Regarding the apple thing in the Okanagan—and I come from Niagara, in the fruit belt—these are special areas with special problems, because the land is driven up by all kind of reasons that have nothing to do with agriculture. Yet that's where we grow the specialized crops, the wine grapes, etc. It's the same in Niagara with peaches and things like that. You can only grow them in a few places in Canada, and the land is being driven beyond its productive value.
Beyond that, in Ontario and Quebec and a lot of Canada, there are all kinds of places where they can grow apples on relatively inexpensive land, but it's still a very tough go, because in the marketplace you simply cannot get enough at the wholesale level to really make it a viable thing. It's the competition. It's the world competition; it's the U.S. competition; it's people who are either subsidized or who simply have a very cheap cost and who are bringing their product in. Remember, once you get into the fresh market, and the processing too, everything is a world market.

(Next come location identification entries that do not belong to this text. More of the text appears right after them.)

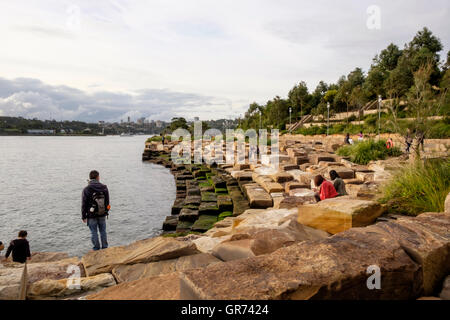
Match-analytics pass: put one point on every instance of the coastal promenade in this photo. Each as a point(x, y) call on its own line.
point(255, 231)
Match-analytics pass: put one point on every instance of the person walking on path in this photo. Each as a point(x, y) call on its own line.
point(95, 208)
point(408, 141)
point(20, 248)
point(338, 183)
point(326, 189)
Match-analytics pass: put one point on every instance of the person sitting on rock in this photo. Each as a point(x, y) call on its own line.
point(338, 183)
point(20, 248)
point(326, 189)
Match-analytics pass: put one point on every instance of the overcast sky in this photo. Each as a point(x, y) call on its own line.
point(109, 59)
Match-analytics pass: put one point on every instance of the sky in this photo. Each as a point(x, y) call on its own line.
point(110, 59)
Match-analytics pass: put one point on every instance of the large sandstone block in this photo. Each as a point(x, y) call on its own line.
point(59, 289)
point(127, 273)
point(257, 196)
point(281, 177)
point(426, 239)
point(339, 214)
point(164, 287)
point(333, 268)
point(144, 251)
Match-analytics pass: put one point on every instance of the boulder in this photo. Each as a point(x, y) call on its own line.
point(143, 251)
point(290, 186)
point(164, 287)
point(58, 289)
point(332, 268)
point(445, 293)
point(188, 215)
point(170, 224)
point(127, 273)
point(426, 239)
point(339, 214)
point(257, 196)
point(343, 172)
point(281, 177)
point(447, 204)
point(47, 256)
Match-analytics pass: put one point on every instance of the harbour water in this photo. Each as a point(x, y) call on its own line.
point(41, 179)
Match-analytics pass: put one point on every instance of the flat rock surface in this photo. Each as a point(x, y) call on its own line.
point(144, 251)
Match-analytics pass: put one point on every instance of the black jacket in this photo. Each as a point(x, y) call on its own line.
point(86, 199)
point(20, 249)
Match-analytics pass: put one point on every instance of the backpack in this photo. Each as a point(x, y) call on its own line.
point(98, 203)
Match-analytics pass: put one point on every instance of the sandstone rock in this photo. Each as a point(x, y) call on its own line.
point(339, 214)
point(316, 158)
point(445, 293)
point(302, 177)
point(426, 239)
point(127, 273)
point(144, 251)
point(170, 224)
point(344, 173)
point(45, 289)
point(333, 268)
point(188, 215)
point(447, 204)
point(164, 287)
point(365, 176)
point(257, 196)
point(289, 186)
point(47, 256)
point(281, 177)
point(207, 244)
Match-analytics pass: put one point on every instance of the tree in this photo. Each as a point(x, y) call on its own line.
point(423, 101)
point(178, 123)
point(299, 97)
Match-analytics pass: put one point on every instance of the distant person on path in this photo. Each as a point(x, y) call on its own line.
point(347, 139)
point(94, 209)
point(326, 189)
point(360, 136)
point(338, 183)
point(408, 141)
point(20, 248)
point(390, 143)
point(420, 136)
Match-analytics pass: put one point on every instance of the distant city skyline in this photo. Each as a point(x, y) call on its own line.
point(113, 59)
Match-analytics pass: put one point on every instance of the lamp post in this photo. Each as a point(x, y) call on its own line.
point(260, 123)
point(290, 124)
point(328, 122)
point(379, 115)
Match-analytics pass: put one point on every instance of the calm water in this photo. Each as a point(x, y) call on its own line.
point(41, 179)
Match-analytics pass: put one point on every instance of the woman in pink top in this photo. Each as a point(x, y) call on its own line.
point(326, 190)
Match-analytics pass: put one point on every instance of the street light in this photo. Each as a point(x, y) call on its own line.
point(290, 124)
point(328, 122)
point(379, 115)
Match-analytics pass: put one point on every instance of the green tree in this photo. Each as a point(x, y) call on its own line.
point(299, 98)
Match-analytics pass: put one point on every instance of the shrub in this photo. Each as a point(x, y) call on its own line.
point(419, 187)
point(365, 151)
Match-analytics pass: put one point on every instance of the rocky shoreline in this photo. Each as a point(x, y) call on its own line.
point(245, 231)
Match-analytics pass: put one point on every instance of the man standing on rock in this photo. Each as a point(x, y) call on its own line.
point(94, 209)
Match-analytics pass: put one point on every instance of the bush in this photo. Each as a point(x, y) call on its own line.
point(366, 151)
point(417, 188)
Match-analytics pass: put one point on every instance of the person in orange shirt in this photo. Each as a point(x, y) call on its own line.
point(326, 189)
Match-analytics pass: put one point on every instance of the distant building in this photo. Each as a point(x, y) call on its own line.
point(40, 131)
point(140, 121)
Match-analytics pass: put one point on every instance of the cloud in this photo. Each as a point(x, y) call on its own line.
point(31, 98)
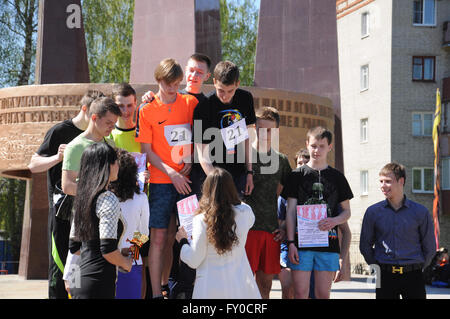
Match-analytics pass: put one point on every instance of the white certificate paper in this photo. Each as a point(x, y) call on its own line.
point(186, 209)
point(141, 161)
point(308, 217)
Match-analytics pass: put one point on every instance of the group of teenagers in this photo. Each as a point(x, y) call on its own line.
point(213, 146)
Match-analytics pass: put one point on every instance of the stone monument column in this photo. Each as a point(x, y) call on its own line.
point(173, 29)
point(297, 50)
point(60, 58)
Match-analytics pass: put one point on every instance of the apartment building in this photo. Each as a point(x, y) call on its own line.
point(393, 55)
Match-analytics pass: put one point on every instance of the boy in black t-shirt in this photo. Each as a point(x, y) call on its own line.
point(337, 194)
point(223, 127)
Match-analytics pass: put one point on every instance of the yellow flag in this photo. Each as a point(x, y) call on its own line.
point(437, 186)
point(437, 120)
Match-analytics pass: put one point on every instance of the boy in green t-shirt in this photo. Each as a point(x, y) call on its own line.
point(270, 169)
point(103, 114)
point(124, 132)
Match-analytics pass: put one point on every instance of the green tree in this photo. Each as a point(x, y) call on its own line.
point(239, 24)
point(18, 30)
point(108, 26)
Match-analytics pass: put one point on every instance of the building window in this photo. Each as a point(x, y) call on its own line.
point(365, 25)
point(422, 124)
point(364, 130)
point(445, 174)
point(364, 185)
point(423, 68)
point(364, 77)
point(423, 180)
point(424, 12)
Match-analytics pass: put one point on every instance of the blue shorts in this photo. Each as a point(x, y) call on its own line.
point(310, 260)
point(162, 200)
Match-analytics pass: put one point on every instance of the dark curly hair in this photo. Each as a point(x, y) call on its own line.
point(126, 184)
point(219, 197)
point(93, 178)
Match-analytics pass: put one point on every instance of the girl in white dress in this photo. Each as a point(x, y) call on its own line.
point(217, 250)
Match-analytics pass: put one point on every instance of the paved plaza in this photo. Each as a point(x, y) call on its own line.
point(360, 287)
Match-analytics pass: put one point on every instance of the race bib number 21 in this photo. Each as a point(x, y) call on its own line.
point(178, 134)
point(234, 134)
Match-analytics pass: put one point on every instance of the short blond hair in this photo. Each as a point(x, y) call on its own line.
point(168, 71)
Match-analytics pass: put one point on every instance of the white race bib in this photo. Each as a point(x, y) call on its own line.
point(234, 134)
point(178, 134)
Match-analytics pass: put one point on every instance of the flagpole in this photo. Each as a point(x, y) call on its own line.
point(437, 187)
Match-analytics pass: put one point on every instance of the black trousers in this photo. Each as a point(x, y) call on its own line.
point(409, 285)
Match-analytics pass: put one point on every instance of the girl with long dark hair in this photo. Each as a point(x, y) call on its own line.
point(97, 224)
point(135, 212)
point(217, 251)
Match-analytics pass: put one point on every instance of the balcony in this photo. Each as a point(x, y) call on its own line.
point(446, 37)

You have three chains in Ontario, and I think three in Quebec now, with tremendous buying power. Good product is offered to them electronically from all over the world, all day, every day, and it comes from places that can grow it a lot more cheaply than we can—and there's product that's probably pretty darn good. We operate in Canada with costs that are imposed by society, and yet when we go to the marketplace we have to compete with all the rest of the world, which doesn't have those costs.
Something fundamental has to change here. We're either going to get it out of the marketplace—and I don't know right now how we're going to do that—or society's going to have to find another way to pay; otherwise, we're going to have a change and we're going to have nice, fancy estates in a few pieces of the country and we're going to have a lot of non-viable farms all over Canada.
It's a fundamental problem. It's that open border philosophy of cheap food. You can't have it both ways, folks; if you're going to have farming in Canada, somebody's got to pay for it. So far, it's the farmer.